Era más fácil decírselo a un perro. Un can no lo juzgaría, y menos tratándose de aquel que se jactaba de ser tan culto. No. Definitivamente Sherlock lo entendería y sentiría su mala fortuna. Él comprendería que si existía su vergonzoso secreto, era por carencia de recursos y no por falta de interés.

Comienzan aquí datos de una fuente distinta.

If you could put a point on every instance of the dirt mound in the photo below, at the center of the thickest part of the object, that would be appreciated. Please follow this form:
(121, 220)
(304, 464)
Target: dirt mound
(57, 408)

-Te confieso que nunca he leído un libro- le escribió, después de mucho pensarlo.
Sherlock no respondió de inmediato, y el tiempo que tardó en hacerlo se le antojó eterno a Alberto. ¿Y si se había equivocado y, después de todo, el perro se estaba burlando de él en ese instante?
-Nunca es tarde para hacerlo. Tengo algunos libros con los que podrías comenzar tu vida como lector- leyó Alberto, sorprendido, la contestación.

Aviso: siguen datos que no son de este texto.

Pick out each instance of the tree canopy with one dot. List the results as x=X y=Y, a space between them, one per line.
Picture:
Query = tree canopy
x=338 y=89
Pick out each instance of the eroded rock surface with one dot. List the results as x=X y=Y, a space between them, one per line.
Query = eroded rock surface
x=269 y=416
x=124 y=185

Sin duda, aquel personaje quería ayudarlo. Lástima que en su caso eso iba a ser imposible. Tenía que explicarle su situación y eligió un mensaje de voz para hacerlo.
-No. No me hagas recomendaciones que no voy a poder seguir. Yo vivo en un pueblo con mi familia y lo que gano trabajando no me alcanza para comprar libros y, como tengo que ocuparme de mis hijos, tampoco puedo estar viajando a la ciudad para prestar en la biblioteca. No, Sherlock. Eso de leer es para gente como mis amigos, que no tienen obligaciones y que les sobra el dinero; no para un padre responsable y humilde como yo, que a duras penas le alcanza para mantener un hogar.
Esta vez, la réplica fue rápida pero, al igual que la anterior, también inesperada:
-Te enviaré algunos libros virtuales cuyos derechos de autor han caducado y que, por ende, son de dominio público.
Dos horas después, cuando Alberto se encontró leyendo “Las aventuras de Sherlock Holmes”, desde su celular, no podía dar crédito a lo que estaba sucediendo. Fue en ese momento cuando tuvo la certeza de que leer no tenía por qué costar dinero, sino que, por el contrario, era un pasatiempo que enriquecía a todo aquel que lo llegaba a adoptar.
Historia inspirada en una experiencia de un lector anónimo.